Тишина леса нарушалась только разноголосым тончайшим звоном комаров и москитов, которые мириадами кружились над Морелем. Скоро к этим флейтистам присоединились низкие голоса лягушек. Никогда еще Морелю не приходилось слышать такого громогласного концерта. Пение этих болотных певцов не напоминало отрывистого кваканья обычных лягушек. Оно было довольно мелодично и протяжно, как завыванье ветра. В конце концов оно нагоняло тоску.

Когда глаза привыкли к темноте, Морель увидел полосы фосфорического света — это летали светящиеся насекомые.

Москиты, комары и клещи, которыми была усыпана трава не давали Морелю уснуть.

«Хоть бы скорее рассвет!» — мучительно думал он, ворочаясь во мху и расчесывая руки и шею. Только под утро он заснул тревожным сном.

Его разбудил визг обезьян.

Они сидели в ветвях над самой его головой и пронзительно кричали и визжали. На обезьяньем языке эти звуки, очевидно, обозначали крайнее удивление, потому что на шум сбегались новые стаи обезьян посмотреть на редкое зрелище — очкастую обезьяну, лежащую на земле. Более смелые спустились по лианам и, держась хвостом, размахивали «руками» на расстоянии какого-нибудь метра от головы Мореля с явным намерением познакомиться с ним поближе.

Но Морелю было не до обезьян. Он поднялся, махнул на них сачком и зашагал в глубь леса. Обиженные таким приемом, обезьяны загалдели с новой силой и долго преследовали Мореля.

Морель шатался от голода и усталости, но упорно пробирался сквозь чащу. Наконец он вышел к небольшой речке, струившейся в заболоченных берегах. Несколько огромных лягушек прыгнуло в воду при его приближении.

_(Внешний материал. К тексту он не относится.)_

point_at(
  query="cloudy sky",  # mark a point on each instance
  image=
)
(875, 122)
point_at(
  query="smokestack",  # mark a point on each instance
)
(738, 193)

«Все дороги ведут в Рим, — рассуждал Морель. — Все речки впадают в Амазонку. Если я пойду по этой речке, то выйду на Амазонку немного выше или ниже нашей экспедиционной базы. Это будет дальше, но вернее, чем искать по лесу обратный путь».

И он отправился вниз по реке.

Однако через час пути он с разочарованием увидел, что речка впадает в одно из болот, которыми так изобилует бассейн Амазонки.

— Неужели я заблудился? — прошептал Морель. И эта мысль впервые заставила его подумать обо всей серьезности положения.

Он был один среди девственного леса. На тысячу миль вокруг нет человеческого жилья. Сачок для ловли насекомых был его единственным оружием, а в небольшом мешке и фанерном ящике лежали только его научные принадлежности: увеличительное стекло, шприц, булавки, пинцеты...

«Ithomia Pusio, — по привычке продолжал Морель заниматься определением пролетавших бабочек. — Слава дается нелегко!»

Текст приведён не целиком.